A sale happens when you convert a prospect into a customer. But not all prospects convert. Some prospects say “no” (or they simply decline to buy or they abandon their shopping carts, depending on your sales funnel). You shift your focus to those who have said yes and you serve them to get them to buy again. Good idea.
But what do you do with the other prospects? With the ones who say “no”? Here are some ideas:
- Build a relationship with them. Take an interest in them. Follow them on Twitter, read their blogs, listen closely to them. Invest time in them as research into the mind of people who DON’T want your services.
- Look for common points among them to see why you are missing the mark. If they share a similarity, you can augment your existing product or create a new product to better serve them.
- Test different products – at lower price points or with different elements – and see what they buy. Don’t offer these products to everyone, just to the ones who said “no” the first time.
- Partner with another vendor who might be better able to provide a solution to their problem. Don’t just refer them; arrange an affiliate relationship so you can still profit from the ones who say no.
- Ask to put them on your newsletter or ezine list.
- Better yet, create a special “no” list that gets extra special treatment with plenty of high-value information and free samples.

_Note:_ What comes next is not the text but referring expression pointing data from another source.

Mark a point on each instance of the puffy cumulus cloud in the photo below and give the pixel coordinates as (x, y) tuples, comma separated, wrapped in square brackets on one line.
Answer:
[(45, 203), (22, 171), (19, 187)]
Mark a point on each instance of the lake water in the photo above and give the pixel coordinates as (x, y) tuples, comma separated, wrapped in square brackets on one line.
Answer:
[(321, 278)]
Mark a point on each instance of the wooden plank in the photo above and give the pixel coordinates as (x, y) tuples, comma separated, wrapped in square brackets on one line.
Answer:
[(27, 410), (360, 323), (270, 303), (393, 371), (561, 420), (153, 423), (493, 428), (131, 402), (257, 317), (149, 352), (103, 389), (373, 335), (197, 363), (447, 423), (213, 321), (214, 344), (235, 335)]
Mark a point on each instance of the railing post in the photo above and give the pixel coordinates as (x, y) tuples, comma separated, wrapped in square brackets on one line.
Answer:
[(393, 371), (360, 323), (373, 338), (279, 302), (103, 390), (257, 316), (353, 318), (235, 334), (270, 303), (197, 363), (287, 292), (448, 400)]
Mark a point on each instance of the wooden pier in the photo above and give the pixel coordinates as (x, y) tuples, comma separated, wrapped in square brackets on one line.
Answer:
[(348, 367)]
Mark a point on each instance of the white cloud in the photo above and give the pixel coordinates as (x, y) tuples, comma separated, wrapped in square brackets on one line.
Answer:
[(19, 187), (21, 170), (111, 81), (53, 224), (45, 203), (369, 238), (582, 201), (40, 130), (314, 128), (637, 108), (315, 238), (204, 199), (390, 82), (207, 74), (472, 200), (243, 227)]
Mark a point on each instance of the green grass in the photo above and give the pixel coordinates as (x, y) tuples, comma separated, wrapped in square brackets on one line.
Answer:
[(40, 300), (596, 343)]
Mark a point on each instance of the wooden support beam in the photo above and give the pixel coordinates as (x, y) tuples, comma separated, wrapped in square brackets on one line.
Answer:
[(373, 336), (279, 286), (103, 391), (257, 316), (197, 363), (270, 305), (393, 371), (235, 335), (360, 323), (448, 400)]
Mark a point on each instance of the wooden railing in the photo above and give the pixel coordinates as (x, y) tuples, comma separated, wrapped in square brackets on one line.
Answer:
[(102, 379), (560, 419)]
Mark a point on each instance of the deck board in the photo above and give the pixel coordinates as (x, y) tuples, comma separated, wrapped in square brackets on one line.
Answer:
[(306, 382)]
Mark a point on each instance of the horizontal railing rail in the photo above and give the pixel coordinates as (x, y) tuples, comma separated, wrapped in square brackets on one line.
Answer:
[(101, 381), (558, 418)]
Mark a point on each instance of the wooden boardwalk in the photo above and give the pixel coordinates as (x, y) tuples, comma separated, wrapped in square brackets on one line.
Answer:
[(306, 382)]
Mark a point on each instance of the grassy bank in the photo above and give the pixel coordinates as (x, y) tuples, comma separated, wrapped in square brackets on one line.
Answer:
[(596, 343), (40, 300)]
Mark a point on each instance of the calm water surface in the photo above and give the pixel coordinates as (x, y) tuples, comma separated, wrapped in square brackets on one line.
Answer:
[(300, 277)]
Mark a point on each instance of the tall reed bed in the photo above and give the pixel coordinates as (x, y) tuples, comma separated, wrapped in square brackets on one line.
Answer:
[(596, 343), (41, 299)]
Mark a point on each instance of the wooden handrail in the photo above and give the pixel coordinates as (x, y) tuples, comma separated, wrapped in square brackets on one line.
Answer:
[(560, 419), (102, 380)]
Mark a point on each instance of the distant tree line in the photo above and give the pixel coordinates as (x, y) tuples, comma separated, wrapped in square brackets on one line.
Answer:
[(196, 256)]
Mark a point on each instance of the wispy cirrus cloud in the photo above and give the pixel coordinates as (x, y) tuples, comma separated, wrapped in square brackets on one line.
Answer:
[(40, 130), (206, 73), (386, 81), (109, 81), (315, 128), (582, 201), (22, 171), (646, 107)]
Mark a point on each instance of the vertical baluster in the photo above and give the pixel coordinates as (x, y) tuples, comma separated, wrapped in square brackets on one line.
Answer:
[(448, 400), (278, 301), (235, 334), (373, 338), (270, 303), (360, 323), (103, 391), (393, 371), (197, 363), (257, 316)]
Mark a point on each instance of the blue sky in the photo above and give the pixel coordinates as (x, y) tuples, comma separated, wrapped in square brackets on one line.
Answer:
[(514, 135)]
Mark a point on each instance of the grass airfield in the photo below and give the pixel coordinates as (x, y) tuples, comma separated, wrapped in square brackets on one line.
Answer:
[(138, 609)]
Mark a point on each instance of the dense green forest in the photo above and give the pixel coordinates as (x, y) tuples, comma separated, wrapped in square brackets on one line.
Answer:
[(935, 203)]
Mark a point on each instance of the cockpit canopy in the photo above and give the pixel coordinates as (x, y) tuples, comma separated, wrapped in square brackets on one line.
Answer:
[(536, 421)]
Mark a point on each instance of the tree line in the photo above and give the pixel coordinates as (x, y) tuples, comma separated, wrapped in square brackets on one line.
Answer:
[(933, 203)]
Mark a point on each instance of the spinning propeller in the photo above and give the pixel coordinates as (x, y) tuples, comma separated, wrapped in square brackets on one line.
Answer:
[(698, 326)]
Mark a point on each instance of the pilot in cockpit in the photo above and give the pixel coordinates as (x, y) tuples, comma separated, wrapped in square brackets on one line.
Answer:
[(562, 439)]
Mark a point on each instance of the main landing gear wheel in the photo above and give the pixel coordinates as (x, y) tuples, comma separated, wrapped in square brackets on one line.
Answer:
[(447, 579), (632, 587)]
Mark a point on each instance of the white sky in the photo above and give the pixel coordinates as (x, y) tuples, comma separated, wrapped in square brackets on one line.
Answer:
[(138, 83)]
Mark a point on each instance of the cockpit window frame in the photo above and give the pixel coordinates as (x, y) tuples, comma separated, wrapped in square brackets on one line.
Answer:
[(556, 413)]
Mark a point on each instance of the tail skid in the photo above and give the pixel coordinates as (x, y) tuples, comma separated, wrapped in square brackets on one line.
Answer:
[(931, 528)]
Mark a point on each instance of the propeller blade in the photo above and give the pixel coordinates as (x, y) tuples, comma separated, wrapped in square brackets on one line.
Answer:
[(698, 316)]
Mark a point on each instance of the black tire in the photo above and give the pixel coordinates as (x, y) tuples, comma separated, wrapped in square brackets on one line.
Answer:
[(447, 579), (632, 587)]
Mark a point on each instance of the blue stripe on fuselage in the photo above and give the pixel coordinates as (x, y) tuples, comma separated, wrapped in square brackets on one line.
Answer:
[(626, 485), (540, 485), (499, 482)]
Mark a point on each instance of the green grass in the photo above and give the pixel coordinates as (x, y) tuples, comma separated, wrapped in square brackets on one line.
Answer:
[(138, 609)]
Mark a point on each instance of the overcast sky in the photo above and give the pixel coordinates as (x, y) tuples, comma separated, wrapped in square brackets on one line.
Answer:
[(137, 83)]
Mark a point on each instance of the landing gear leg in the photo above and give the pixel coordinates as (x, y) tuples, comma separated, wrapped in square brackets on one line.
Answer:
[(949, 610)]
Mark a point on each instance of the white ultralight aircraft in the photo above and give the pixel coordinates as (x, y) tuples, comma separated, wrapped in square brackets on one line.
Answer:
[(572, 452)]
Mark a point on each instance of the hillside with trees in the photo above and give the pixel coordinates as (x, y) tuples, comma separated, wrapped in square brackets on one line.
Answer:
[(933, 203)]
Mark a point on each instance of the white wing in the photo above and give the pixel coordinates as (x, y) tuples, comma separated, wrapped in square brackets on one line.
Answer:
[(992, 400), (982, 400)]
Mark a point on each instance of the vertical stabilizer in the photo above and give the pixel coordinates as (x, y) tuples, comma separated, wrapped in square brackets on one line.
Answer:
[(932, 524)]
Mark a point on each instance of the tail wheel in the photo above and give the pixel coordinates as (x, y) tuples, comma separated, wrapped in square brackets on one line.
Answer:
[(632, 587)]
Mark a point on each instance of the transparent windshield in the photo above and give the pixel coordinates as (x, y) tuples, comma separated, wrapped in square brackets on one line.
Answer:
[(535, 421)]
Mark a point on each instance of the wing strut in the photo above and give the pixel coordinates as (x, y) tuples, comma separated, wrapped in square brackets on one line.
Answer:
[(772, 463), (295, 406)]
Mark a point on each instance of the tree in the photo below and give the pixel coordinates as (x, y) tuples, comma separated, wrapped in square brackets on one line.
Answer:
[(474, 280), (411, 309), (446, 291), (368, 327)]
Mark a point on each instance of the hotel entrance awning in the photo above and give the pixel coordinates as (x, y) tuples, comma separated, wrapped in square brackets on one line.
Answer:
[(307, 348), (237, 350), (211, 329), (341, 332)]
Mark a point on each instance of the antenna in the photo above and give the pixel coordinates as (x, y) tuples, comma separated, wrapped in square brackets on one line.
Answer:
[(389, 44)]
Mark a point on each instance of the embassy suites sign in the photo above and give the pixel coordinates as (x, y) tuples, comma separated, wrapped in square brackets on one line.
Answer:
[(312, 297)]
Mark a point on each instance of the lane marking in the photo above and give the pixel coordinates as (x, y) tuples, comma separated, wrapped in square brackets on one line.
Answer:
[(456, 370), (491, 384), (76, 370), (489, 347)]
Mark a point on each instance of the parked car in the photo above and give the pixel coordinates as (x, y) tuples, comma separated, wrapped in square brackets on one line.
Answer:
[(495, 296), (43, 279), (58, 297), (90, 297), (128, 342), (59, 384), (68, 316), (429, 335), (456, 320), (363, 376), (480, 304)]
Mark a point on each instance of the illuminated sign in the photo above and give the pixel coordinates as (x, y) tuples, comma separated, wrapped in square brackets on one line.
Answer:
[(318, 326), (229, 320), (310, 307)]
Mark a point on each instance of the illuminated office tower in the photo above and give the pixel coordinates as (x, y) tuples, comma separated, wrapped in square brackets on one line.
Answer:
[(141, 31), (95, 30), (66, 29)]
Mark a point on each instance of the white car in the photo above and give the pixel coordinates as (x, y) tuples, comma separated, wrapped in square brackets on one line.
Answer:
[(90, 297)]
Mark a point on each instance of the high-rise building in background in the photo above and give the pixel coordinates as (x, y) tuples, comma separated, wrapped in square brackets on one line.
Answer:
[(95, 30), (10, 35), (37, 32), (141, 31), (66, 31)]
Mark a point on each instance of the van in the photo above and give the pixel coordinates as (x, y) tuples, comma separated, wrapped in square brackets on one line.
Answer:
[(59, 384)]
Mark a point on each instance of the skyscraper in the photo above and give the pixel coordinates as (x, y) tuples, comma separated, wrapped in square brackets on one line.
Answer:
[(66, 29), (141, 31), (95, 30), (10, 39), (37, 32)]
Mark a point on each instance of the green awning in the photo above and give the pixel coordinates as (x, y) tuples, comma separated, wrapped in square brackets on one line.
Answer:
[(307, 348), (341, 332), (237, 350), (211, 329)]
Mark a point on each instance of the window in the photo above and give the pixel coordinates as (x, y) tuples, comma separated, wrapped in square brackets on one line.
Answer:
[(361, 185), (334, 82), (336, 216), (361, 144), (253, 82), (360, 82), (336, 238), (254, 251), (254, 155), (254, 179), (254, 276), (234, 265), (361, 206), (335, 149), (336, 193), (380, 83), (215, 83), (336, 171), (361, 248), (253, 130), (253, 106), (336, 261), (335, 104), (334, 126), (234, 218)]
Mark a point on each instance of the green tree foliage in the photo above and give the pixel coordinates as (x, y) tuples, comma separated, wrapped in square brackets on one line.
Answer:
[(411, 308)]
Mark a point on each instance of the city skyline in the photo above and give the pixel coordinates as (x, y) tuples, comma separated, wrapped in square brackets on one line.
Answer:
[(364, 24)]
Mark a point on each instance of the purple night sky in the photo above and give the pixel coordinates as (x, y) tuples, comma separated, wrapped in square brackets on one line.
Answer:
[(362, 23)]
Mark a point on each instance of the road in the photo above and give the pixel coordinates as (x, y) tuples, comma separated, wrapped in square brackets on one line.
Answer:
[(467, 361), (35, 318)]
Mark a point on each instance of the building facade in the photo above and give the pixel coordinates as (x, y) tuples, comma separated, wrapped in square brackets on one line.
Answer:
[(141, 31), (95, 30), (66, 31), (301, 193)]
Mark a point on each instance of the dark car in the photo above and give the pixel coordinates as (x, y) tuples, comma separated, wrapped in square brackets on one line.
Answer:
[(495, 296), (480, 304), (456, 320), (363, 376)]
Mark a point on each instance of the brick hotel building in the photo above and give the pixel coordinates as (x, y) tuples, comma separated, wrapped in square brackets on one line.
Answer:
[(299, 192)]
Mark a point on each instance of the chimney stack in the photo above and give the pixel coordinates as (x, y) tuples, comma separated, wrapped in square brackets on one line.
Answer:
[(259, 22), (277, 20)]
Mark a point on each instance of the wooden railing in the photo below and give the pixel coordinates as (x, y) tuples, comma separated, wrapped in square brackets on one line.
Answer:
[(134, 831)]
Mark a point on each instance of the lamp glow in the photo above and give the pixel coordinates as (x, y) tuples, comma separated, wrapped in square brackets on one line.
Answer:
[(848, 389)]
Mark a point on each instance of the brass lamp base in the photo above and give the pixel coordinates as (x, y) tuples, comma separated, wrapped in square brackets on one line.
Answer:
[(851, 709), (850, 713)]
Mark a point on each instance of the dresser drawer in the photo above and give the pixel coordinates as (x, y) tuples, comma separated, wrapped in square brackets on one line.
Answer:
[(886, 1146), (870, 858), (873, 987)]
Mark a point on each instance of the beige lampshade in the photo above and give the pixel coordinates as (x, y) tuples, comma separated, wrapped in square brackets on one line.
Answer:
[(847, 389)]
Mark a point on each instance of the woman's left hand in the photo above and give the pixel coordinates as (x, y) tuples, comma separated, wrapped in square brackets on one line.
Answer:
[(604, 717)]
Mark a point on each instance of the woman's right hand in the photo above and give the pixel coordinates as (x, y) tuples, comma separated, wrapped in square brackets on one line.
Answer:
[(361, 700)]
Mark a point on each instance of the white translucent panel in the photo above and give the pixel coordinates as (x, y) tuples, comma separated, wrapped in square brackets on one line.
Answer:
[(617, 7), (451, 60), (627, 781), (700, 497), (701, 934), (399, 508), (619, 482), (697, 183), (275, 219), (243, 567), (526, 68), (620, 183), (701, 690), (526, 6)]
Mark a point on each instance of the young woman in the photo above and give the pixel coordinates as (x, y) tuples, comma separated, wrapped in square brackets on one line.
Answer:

- Get their contact information and revisit them a few weeks or months down the road. (I have several clients who started working with me after initially turning me down… they found another writer, weren’t as happy as they thought they’d be, and my email or call prompted them to reconsider my services).
- Stay positive, stay available, and invite them to contact you at any time. You never know: Their needs might change in the very near future.
While your customers are great to have, your “no” prospects can teach you so much about why people don’t buy… and they will often be the vocal minority to a much larger group of people who didn’t even bother going through the process to get to the prospect stage.